NOVA: Crypto Decoded premieres Wednesday, November 9 at 9:00 pm on WTTW and will be available to stream.
Bitcoin, Ethereum, NFTs, blockchain—it can be easy to ignore this cryptocurrency-related jargon as simply the short-lived obsessions of an eclectic community of tech bros, libertarians, utopian idealists, and eager investors. But what if they’re not fads? What if they end up transforming the global financial system, how we interface with governments, the concept of ownership, and more? Shouldn’t we try to understand them?
“Crypto is something that nearly everyone has heard of—if you’ve watched the Super Bowl, you’ve seen these crypto ads,” says Peter Yost, the producer of the new NOVA documentary Crypto Decoded. “And yet at the same time, essentially no one understands it.
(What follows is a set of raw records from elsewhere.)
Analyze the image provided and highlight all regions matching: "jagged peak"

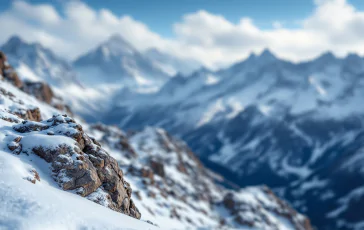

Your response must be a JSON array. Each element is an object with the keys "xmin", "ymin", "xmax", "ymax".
[
  {"xmin": 102, "ymin": 34, "xmax": 135, "ymax": 51},
  {"xmin": 259, "ymin": 48, "xmax": 277, "ymax": 61},
  {"xmin": 315, "ymin": 51, "xmax": 337, "ymax": 61}
]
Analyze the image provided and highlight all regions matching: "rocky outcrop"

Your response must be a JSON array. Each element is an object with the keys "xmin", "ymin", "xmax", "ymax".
[
  {"xmin": 22, "ymin": 81, "xmax": 54, "ymax": 104},
  {"xmin": 8, "ymin": 115, "xmax": 141, "ymax": 219},
  {"xmin": 0, "ymin": 51, "xmax": 23, "ymax": 88}
]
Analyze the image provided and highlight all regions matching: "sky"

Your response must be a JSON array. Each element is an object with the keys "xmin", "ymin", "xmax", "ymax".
[{"xmin": 0, "ymin": 0, "xmax": 364, "ymax": 68}]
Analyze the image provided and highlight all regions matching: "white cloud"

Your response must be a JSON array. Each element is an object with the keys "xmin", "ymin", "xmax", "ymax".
[{"xmin": 0, "ymin": 0, "xmax": 364, "ymax": 67}]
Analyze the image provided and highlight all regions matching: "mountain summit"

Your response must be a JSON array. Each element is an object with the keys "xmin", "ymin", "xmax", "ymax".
[{"xmin": 74, "ymin": 35, "xmax": 168, "ymax": 91}]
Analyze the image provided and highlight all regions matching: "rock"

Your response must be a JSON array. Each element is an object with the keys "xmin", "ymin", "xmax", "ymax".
[
  {"xmin": 0, "ymin": 51, "xmax": 23, "ymax": 88},
  {"xmin": 22, "ymin": 81, "xmax": 54, "ymax": 104},
  {"xmin": 24, "ymin": 169, "xmax": 40, "ymax": 184},
  {"xmin": 149, "ymin": 159, "xmax": 165, "ymax": 177},
  {"xmin": 13, "ymin": 115, "xmax": 141, "ymax": 219}
]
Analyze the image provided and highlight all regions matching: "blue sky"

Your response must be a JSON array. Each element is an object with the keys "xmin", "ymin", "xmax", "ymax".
[
  {"xmin": 0, "ymin": 0, "xmax": 364, "ymax": 68},
  {"xmin": 0, "ymin": 0, "xmax": 364, "ymax": 37}
]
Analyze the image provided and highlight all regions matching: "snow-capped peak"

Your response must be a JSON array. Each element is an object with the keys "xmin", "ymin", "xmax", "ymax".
[
  {"xmin": 0, "ymin": 36, "xmax": 78, "ymax": 88},
  {"xmin": 99, "ymin": 34, "xmax": 137, "ymax": 56},
  {"xmin": 258, "ymin": 49, "xmax": 277, "ymax": 62}
]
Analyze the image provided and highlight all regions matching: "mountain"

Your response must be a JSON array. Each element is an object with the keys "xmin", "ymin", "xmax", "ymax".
[
  {"xmin": 0, "ymin": 50, "xmax": 312, "ymax": 230},
  {"xmin": 144, "ymin": 48, "xmax": 202, "ymax": 75},
  {"xmin": 0, "ymin": 36, "xmax": 78, "ymax": 88},
  {"xmin": 102, "ymin": 50, "xmax": 364, "ymax": 229},
  {"xmin": 74, "ymin": 35, "xmax": 169, "ymax": 92}
]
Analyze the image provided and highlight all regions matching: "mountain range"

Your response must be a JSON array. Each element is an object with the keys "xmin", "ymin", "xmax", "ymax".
[
  {"xmin": 1, "ymin": 36, "xmax": 364, "ymax": 229},
  {"xmin": 0, "ymin": 37, "xmax": 312, "ymax": 230}
]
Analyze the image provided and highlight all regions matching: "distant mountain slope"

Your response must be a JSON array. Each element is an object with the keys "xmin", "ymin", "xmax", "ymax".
[
  {"xmin": 144, "ymin": 48, "xmax": 202, "ymax": 75},
  {"xmin": 103, "ymin": 50, "xmax": 364, "ymax": 229},
  {"xmin": 74, "ymin": 35, "xmax": 169, "ymax": 92},
  {"xmin": 0, "ymin": 36, "xmax": 79, "ymax": 88}
]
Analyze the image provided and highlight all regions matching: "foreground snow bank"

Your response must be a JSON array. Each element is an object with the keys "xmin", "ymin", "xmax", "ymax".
[{"xmin": 0, "ymin": 146, "xmax": 156, "ymax": 230}]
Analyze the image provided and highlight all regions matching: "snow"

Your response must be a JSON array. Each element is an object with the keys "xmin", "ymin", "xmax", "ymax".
[
  {"xmin": 205, "ymin": 74, "xmax": 220, "ymax": 85},
  {"xmin": 0, "ymin": 149, "xmax": 156, "ymax": 230}
]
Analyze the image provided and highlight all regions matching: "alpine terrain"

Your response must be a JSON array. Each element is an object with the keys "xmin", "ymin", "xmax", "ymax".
[{"xmin": 0, "ymin": 38, "xmax": 313, "ymax": 230}]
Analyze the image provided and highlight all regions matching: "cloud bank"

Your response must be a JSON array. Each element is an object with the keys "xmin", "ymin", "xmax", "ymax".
[{"xmin": 0, "ymin": 0, "xmax": 364, "ymax": 68}]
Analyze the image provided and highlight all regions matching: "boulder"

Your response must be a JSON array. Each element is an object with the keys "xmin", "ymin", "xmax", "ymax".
[{"xmin": 9, "ymin": 115, "xmax": 141, "ymax": 219}]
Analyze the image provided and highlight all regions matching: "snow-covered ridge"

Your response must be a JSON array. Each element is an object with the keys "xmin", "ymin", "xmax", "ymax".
[{"xmin": 102, "ymin": 50, "xmax": 364, "ymax": 229}]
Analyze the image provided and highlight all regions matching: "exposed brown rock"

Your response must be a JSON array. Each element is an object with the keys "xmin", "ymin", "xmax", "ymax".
[
  {"xmin": 149, "ymin": 159, "xmax": 165, "ymax": 177},
  {"xmin": 24, "ymin": 169, "xmax": 40, "ymax": 184},
  {"xmin": 13, "ymin": 115, "xmax": 141, "ymax": 218},
  {"xmin": 0, "ymin": 51, "xmax": 23, "ymax": 88},
  {"xmin": 22, "ymin": 81, "xmax": 54, "ymax": 104}
]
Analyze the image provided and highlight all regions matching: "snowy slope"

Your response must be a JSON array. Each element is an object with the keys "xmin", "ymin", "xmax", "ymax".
[
  {"xmin": 103, "ymin": 50, "xmax": 364, "ymax": 229},
  {"xmin": 0, "ymin": 36, "xmax": 78, "ymax": 88},
  {"xmin": 74, "ymin": 35, "xmax": 169, "ymax": 92},
  {"xmin": 144, "ymin": 48, "xmax": 202, "ymax": 75}
]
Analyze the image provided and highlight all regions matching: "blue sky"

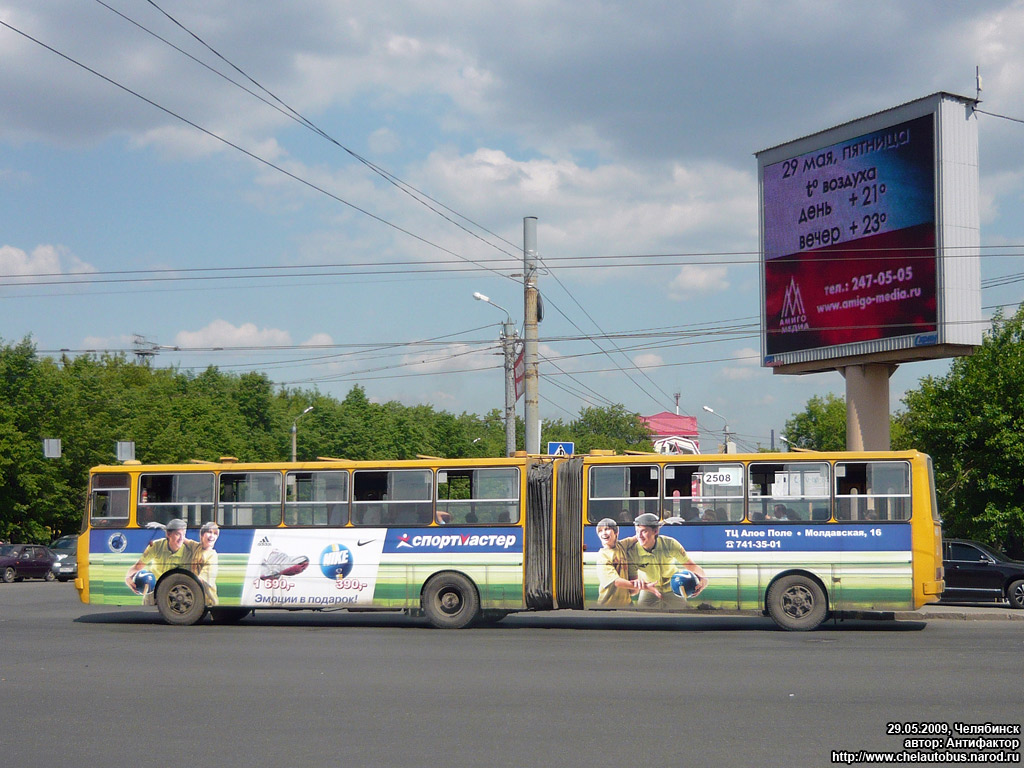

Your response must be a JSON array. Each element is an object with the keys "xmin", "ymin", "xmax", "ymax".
[{"xmin": 0, "ymin": 0, "xmax": 1024, "ymax": 446}]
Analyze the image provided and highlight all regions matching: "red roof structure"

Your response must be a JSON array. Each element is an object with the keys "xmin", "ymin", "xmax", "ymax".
[{"xmin": 640, "ymin": 411, "xmax": 700, "ymax": 453}]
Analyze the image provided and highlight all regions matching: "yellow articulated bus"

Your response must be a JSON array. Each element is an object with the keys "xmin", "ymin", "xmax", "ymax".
[{"xmin": 76, "ymin": 452, "xmax": 944, "ymax": 630}]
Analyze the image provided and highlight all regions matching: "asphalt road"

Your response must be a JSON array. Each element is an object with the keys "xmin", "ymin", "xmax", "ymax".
[{"xmin": 0, "ymin": 583, "xmax": 1024, "ymax": 768}]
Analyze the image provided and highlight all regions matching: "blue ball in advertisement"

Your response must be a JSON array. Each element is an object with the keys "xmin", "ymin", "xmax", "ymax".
[
  {"xmin": 135, "ymin": 570, "xmax": 157, "ymax": 595},
  {"xmin": 672, "ymin": 569, "xmax": 700, "ymax": 597},
  {"xmin": 321, "ymin": 544, "xmax": 352, "ymax": 579}
]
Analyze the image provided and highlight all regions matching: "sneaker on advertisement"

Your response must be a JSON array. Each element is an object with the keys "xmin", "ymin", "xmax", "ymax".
[{"xmin": 259, "ymin": 549, "xmax": 309, "ymax": 579}]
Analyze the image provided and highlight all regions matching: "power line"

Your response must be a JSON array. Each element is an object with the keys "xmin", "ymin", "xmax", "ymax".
[{"xmin": 0, "ymin": 19, "xmax": 511, "ymax": 286}]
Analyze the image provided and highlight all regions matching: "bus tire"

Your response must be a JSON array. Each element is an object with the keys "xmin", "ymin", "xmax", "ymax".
[
  {"xmin": 1007, "ymin": 579, "xmax": 1024, "ymax": 608},
  {"xmin": 765, "ymin": 573, "xmax": 828, "ymax": 632},
  {"xmin": 423, "ymin": 573, "xmax": 480, "ymax": 630},
  {"xmin": 157, "ymin": 572, "xmax": 206, "ymax": 626},
  {"xmin": 210, "ymin": 608, "xmax": 253, "ymax": 624}
]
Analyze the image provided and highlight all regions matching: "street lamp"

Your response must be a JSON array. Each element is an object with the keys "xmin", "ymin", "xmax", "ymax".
[
  {"xmin": 473, "ymin": 291, "xmax": 516, "ymax": 456},
  {"xmin": 292, "ymin": 406, "xmax": 313, "ymax": 464},
  {"xmin": 700, "ymin": 406, "xmax": 735, "ymax": 454}
]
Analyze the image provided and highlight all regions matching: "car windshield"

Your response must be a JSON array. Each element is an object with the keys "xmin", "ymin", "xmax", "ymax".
[{"xmin": 976, "ymin": 542, "xmax": 1010, "ymax": 560}]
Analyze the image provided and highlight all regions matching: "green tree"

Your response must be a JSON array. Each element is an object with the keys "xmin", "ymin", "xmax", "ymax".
[
  {"xmin": 541, "ymin": 403, "xmax": 653, "ymax": 454},
  {"xmin": 899, "ymin": 307, "xmax": 1024, "ymax": 556},
  {"xmin": 785, "ymin": 394, "xmax": 846, "ymax": 451}
]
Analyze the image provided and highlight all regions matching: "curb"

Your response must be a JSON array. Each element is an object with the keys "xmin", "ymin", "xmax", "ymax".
[{"xmin": 836, "ymin": 608, "xmax": 1024, "ymax": 622}]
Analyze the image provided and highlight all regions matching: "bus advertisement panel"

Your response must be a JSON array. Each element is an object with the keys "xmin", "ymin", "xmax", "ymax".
[
  {"xmin": 584, "ymin": 521, "xmax": 912, "ymax": 610},
  {"xmin": 89, "ymin": 526, "xmax": 522, "ymax": 609}
]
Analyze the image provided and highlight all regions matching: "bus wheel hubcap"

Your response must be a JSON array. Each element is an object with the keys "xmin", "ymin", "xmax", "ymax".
[
  {"xmin": 782, "ymin": 587, "xmax": 814, "ymax": 617},
  {"xmin": 438, "ymin": 591, "xmax": 462, "ymax": 613},
  {"xmin": 167, "ymin": 587, "xmax": 195, "ymax": 613}
]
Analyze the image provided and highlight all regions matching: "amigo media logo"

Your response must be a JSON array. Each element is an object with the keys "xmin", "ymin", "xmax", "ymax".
[{"xmin": 778, "ymin": 278, "xmax": 810, "ymax": 334}]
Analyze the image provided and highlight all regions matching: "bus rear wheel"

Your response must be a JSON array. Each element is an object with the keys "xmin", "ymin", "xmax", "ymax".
[
  {"xmin": 157, "ymin": 573, "xmax": 206, "ymax": 626},
  {"xmin": 765, "ymin": 573, "xmax": 828, "ymax": 632},
  {"xmin": 423, "ymin": 573, "xmax": 480, "ymax": 630}
]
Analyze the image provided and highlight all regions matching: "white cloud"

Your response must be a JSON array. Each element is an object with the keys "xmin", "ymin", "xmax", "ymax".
[
  {"xmin": 719, "ymin": 347, "xmax": 771, "ymax": 381},
  {"xmin": 174, "ymin": 319, "xmax": 292, "ymax": 349},
  {"xmin": 0, "ymin": 245, "xmax": 95, "ymax": 278},
  {"xmin": 368, "ymin": 127, "xmax": 401, "ymax": 155},
  {"xmin": 302, "ymin": 333, "xmax": 334, "ymax": 347},
  {"xmin": 669, "ymin": 264, "xmax": 729, "ymax": 301},
  {"xmin": 633, "ymin": 352, "xmax": 665, "ymax": 369}
]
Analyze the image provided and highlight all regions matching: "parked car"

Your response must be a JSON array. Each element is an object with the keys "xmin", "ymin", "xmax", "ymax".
[
  {"xmin": 942, "ymin": 539, "xmax": 1024, "ymax": 608},
  {"xmin": 50, "ymin": 536, "xmax": 78, "ymax": 582},
  {"xmin": 0, "ymin": 544, "xmax": 57, "ymax": 584}
]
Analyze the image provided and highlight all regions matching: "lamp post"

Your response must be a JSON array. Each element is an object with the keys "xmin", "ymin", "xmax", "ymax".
[
  {"xmin": 700, "ymin": 406, "xmax": 735, "ymax": 454},
  {"xmin": 292, "ymin": 406, "xmax": 313, "ymax": 464},
  {"xmin": 473, "ymin": 292, "xmax": 516, "ymax": 456}
]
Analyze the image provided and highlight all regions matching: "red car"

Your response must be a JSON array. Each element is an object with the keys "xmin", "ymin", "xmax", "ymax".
[{"xmin": 0, "ymin": 544, "xmax": 57, "ymax": 584}]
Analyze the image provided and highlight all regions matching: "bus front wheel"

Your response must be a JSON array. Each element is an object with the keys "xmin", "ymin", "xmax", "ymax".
[
  {"xmin": 157, "ymin": 573, "xmax": 206, "ymax": 626},
  {"xmin": 423, "ymin": 573, "xmax": 480, "ymax": 630},
  {"xmin": 765, "ymin": 573, "xmax": 828, "ymax": 632}
]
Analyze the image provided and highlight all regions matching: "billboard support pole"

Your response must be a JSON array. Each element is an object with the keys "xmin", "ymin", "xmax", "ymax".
[
  {"xmin": 522, "ymin": 216, "xmax": 541, "ymax": 454},
  {"xmin": 838, "ymin": 362, "xmax": 897, "ymax": 451}
]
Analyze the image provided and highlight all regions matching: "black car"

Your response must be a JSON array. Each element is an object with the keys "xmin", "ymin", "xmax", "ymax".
[
  {"xmin": 0, "ymin": 544, "xmax": 57, "ymax": 584},
  {"xmin": 942, "ymin": 539, "xmax": 1024, "ymax": 608},
  {"xmin": 50, "ymin": 536, "xmax": 78, "ymax": 582}
]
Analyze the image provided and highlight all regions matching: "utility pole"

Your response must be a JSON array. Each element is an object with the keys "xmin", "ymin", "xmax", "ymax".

It’s a gap that NOVA wanted to try to address: to explore where crypto came from, how it works, where it’s going, and ultimately—perhaps somewhat unusually in the media landscape—to explore it as a technology rather than as a financial speculative instrument. Is this a new technology? And, if so, is it a significant and enduring technology?”
Cryptocurrency is notoriously complex, so explaining the underlying technology is tricky—there are as many metaphors to describe it as there are cryptocurrencies. So Yost focused on the basics, believing that narrating the origins of cryptocurrency and the goals of early developers helps illuminate its workings. “It came out of cryptography, which is why it’s called crypto,” he says. “It’s interesting to see that it came out of the work of a number of cryptographers and early computer scientists who were trying to find ways to keep Big Brother off their back…With the emergence of the Internet, they had concerns about privacy and secrecy in the new computer age.”
Digital and cryptographic money then eventually built on these earlier breakthroughs. The dawn of the cryptocurrency era came around the same time as the 2008 financial crisis, when the pseudonymous Satoshi Nakamoto released a paper laying out the principles of bitcoin. As befits the founder of a technology aiming to protect privacy, we still don’t know the identity of Satoshi.
Much of the earlier idealism of the underlying technologies has been overtaken by the initial libertarian impulse towards decentralization. “I think it’s not disconnected from the broader political waves that are sweeping this country, of anti-expert, anti-establishment, anti-institution,” Yost says. “And I think it’s a lot easier to tear stuff down than it is to build it up.”
“Personally, I think it’s problematic, naïve, and reactionary,” he says.
Crypto has also been subject to rampant speculation and profiteering, and many critics regard it as a bubble, or a scam. “The problems that unregulated crypto bring are massive, and often are not discussed by those who are all in,” says Yost. “That’s not to say that there isn’t significant potential, and that it isn’t going to make a difference in different ways, but in the real world, I think the pendulum is swinging back a bit.”
“I think people who have blind faith that the technology will cure things or take care of things—in my opinion, recent history of tech has shown us otherwise,” he says. “I think the question will be, how does the regulation [play out] and how does this interface with the real world in ways that actually help people as opposed to just let things run wild.”
But cryptocurrency is not the only manifestation or use of the technology of blockchain, even if it is the most visible. Estonia has launched e-Estonia, which moves almost every aspect of interfacing with the government or banking online; everything is protected by blockchain. Such a system means citizens have to input information only once; your address, or credit score, or income, is then pulled any other time you fill out a form. This also allows foreigners to be digital “residents” and use some Estonian services.
Finn Brunton, a professor and author, suggests in Crypto Decoded that we haven’t yet thought of some of the applications of blockchain that might be the most transformative and lasting. “If I had to guess, I think over time the most intellectually interesting and perhaps most impactful developments with crypto will come not in the direct currency realm,” says Yost.
Crypto Decoded follows an attempt to use cryptocurrency in alleviating barriers in real estate sales; crypto could enable a more democratic, grassroots approach to funding. The documentary examines non-fungible tokens (NFTs), which allow a person to establish ownership of a digital work, no matter how much it proliferates on the Internet. (NFTs came out of a digital artist’s realization that he couldn’t truly own any of the work he made online.) Yost also mentions the metaverse as an area in which crypto could be important, if the metaverse does take off.
And yet it’s also possible that crypto and blockchain have already made the impact that they are going to, that they won’t become more widely adopted than one single country (El Salvador) accepting bitcoin as legal tender. “On the one hand, this technology has actually been around for a while,” says Yost. “A skeptic might say, ‘Where are all the use cases? It’s been fourteen years [since bitcoin was introduced].’ It’s suspiciously useless, by a certain way of looking at it.
“Others would say, ‘No, this is such a fundamental revolution that it’s going to take time for those use cases to emerge and for the adoption to happen and for it to find its way. I think the jury’s out.”